E sono passati altri giorni, che sono diventati mesi, che sono diventati anni.

Poi, una mattina, sono tornata. Alla soglia del cancello, con le valige in mano, e la voglia di fare pace con le mie radici, quelle da cui ero scappata, per non sentire il dolore di un destino che a volte sembra ineluttabile.

Ero tornata, per ricostruirmi nella mia terra, per darle voce, speranza, coraggio, per dirle che non l’avrei più abbandonata.

Ma quella mattina, era troppo tardi. Loro non c’erano più.

Avevano prima tagliato Anima Verde e poi i suoi arbusti. Io, che ho sempre giocato con le parole, le avevo smarrite.

Mi spiegarono, con un tono di voce che sembrava rassicurante, che avevano dovuto farlo. Perché le radici stavano spaccando l’asfalto.

Il cortile era vuoto, non faceva più rumore. Non c’era più l’ombra, non c’erano più le battaglie silenziose, e i salti, e la strega comanda colori, e le olimpiadi senza medaglia. Anima Verde era volata via.

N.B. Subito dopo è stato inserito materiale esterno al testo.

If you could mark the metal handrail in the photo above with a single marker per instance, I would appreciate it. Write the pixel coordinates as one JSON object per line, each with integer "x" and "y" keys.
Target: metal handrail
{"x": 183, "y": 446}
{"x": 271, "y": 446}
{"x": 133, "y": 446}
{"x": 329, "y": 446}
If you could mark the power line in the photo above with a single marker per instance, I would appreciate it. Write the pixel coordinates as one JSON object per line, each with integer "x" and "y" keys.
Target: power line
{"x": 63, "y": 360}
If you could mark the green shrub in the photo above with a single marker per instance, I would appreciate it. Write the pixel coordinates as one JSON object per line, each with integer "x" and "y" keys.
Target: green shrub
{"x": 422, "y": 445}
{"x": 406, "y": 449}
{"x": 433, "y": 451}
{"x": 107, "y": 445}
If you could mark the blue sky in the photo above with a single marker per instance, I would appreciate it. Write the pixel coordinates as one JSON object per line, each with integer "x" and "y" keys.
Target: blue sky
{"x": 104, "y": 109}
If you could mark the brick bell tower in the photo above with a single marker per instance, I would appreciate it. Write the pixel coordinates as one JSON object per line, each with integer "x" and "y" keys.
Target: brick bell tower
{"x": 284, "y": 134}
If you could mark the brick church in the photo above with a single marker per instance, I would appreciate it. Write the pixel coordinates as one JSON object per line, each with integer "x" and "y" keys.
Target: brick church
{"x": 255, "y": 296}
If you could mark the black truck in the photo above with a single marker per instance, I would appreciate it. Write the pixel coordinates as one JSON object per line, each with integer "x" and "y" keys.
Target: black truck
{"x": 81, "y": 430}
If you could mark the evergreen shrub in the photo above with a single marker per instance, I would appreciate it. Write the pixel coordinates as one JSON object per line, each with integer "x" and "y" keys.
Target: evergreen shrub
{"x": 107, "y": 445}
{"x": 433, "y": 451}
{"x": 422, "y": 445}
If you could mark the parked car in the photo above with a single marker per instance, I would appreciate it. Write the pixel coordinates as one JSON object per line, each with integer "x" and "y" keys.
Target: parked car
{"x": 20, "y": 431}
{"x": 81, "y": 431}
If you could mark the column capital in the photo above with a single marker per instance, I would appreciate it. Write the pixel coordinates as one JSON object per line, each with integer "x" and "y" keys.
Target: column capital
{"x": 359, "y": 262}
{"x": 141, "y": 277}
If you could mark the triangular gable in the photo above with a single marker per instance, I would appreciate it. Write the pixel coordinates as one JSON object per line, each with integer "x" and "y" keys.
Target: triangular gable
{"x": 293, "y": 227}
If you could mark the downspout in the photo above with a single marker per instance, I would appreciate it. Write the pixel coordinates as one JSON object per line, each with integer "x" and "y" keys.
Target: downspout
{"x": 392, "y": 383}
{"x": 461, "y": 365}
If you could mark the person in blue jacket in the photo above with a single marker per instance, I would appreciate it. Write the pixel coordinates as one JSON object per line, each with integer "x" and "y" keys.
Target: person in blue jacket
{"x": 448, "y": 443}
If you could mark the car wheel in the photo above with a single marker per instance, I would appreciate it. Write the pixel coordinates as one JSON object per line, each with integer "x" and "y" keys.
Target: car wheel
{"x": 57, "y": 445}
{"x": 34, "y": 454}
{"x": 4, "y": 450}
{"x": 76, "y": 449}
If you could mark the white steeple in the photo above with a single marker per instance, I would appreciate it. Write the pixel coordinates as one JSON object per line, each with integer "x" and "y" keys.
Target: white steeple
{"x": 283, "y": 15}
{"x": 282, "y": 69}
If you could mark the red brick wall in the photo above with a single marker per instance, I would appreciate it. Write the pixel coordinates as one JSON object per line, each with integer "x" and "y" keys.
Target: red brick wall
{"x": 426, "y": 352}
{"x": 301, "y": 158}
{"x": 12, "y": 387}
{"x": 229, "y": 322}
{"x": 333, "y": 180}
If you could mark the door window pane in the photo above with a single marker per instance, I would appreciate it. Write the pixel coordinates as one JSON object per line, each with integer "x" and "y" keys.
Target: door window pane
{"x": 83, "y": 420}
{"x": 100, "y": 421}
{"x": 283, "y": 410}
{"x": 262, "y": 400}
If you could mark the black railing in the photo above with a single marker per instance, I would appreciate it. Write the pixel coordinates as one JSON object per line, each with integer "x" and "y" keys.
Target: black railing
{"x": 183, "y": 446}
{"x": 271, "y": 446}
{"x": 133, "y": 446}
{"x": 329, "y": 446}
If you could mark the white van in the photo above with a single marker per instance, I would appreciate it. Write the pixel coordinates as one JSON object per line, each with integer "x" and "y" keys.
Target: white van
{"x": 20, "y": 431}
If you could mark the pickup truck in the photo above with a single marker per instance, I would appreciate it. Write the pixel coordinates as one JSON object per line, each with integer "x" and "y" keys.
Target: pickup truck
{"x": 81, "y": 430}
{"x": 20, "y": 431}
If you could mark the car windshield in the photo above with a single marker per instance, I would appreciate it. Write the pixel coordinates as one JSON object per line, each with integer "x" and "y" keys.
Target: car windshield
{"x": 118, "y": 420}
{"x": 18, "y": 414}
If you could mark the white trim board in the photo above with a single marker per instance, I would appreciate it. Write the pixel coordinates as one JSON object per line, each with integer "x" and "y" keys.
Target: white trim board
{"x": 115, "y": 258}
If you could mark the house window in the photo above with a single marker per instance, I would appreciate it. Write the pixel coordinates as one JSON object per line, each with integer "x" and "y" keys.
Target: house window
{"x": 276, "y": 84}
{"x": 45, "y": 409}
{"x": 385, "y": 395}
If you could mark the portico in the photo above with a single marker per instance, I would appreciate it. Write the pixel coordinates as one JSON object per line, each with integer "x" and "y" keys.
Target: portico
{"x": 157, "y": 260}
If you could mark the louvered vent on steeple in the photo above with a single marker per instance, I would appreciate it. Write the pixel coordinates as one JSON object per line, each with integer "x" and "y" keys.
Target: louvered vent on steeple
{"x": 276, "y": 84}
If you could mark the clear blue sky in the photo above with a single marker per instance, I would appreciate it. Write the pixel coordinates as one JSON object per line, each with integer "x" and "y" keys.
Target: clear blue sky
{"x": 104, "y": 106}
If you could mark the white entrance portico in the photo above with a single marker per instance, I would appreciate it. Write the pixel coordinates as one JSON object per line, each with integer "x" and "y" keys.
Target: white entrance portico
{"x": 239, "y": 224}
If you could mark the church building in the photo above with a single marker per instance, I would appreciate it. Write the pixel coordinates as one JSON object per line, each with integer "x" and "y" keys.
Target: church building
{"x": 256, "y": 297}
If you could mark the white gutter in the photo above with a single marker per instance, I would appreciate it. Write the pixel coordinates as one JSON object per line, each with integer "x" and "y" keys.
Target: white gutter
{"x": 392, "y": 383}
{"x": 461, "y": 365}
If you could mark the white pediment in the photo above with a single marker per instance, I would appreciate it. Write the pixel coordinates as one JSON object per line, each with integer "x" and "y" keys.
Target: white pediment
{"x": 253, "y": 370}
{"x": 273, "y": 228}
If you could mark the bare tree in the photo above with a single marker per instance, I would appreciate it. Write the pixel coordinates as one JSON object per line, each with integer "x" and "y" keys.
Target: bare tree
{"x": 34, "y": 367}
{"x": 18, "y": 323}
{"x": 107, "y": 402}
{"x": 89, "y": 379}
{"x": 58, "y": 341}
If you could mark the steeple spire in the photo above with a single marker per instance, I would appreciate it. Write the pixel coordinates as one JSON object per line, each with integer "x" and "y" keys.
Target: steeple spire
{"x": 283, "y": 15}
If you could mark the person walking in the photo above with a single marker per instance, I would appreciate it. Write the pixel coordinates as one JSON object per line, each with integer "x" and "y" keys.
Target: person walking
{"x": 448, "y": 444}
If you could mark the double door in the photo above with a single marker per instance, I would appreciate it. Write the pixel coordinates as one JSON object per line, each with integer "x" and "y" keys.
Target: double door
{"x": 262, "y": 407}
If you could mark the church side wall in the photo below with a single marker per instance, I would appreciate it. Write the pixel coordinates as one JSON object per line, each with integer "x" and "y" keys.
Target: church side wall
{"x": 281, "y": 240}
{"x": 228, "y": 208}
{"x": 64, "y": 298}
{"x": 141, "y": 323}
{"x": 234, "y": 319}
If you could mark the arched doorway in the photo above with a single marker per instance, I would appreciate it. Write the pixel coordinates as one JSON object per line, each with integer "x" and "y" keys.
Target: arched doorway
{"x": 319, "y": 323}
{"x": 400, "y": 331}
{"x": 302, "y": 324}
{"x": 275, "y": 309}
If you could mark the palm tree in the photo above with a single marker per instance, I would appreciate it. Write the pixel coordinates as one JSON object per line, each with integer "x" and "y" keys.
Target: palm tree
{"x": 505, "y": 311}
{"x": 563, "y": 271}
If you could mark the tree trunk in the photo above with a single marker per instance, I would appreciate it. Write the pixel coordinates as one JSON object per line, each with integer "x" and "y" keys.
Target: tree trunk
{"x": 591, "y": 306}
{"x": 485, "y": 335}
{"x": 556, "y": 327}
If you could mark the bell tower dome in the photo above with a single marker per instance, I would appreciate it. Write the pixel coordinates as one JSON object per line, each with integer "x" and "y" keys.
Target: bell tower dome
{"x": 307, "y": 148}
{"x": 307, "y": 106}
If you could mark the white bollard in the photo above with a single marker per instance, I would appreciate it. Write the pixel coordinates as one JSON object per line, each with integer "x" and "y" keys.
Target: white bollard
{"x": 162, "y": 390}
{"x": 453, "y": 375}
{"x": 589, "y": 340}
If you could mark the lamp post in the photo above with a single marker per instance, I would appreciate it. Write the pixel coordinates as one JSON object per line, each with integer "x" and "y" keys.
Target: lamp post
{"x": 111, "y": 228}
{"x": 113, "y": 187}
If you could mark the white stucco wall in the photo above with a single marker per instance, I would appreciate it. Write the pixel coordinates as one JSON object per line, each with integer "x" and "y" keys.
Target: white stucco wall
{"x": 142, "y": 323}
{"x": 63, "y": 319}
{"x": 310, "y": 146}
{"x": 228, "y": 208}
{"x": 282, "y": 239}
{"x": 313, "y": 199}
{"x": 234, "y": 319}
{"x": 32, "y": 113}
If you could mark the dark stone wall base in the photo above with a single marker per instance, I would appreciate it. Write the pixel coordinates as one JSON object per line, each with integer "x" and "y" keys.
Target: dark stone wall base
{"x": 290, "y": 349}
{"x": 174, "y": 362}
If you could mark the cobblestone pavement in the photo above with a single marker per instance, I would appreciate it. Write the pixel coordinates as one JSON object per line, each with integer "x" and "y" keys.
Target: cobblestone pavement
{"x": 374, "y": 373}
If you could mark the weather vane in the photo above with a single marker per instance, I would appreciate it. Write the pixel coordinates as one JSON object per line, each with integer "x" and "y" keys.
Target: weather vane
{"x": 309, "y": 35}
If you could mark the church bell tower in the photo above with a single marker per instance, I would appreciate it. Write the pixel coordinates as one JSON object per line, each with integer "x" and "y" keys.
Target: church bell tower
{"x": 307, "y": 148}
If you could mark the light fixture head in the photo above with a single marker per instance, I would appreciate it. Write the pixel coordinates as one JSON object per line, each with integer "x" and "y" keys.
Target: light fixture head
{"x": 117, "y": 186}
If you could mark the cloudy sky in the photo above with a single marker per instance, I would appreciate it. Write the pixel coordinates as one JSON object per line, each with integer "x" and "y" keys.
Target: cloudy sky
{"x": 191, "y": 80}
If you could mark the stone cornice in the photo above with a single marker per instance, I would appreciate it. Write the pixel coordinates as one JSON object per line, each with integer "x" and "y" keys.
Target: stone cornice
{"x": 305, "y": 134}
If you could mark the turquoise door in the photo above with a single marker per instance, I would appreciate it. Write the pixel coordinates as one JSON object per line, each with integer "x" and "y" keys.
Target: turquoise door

Ma loro sono rimaste. Nascoste, sotto l’asfalto, ci sono ancora. Le radici che accarezzavo, senza poterle vedere. E le calpesto ancora.

Le ho accarezzate di nuovo, ma non avevano più nulla per cui lottare, ho pensato, adesso che Anima Verde era andata via.

Dalla finestra solo ricordi, e loro lì, inermi, dal grido soffocato.

A che serve lottare se poi Anima Verde vola via. Pensai.

Non avevo capito che quella sarebbe stata la lezione più importante della mia vita. Si lotta, ci si piega, e a volte ci si spezza. Si vincono delle battaglie, e alcune, si perdono. Per sempre.

Si raggiungono le vette più alte, si può sentire la brezza del vento, il dolore della pioggia, il sorriso del sole, ma poi il destino vira all’improvviso.

E Anima Verde può volare via. Ma le radici, quelle che restano comunque, al di là di ogni destino, nessuno può estirparle. Sono più forti di ogni occasione perduta, di ogni violenza subita, di ogni sogno spezzato.

Sono dentro di noi a ricordarci che ciò che abbiamo dato resta per sempre nelle pagine della nostra storia, a ricordarci chi siamo.

Le accarezzo ancora oggi e mi sembrano più forti di prima. Perché Anima Verde è volata via ma è rimasta nell’essenza e nel profumo di queste parole che spero le diano sollievo, ovunque adesso essa sia.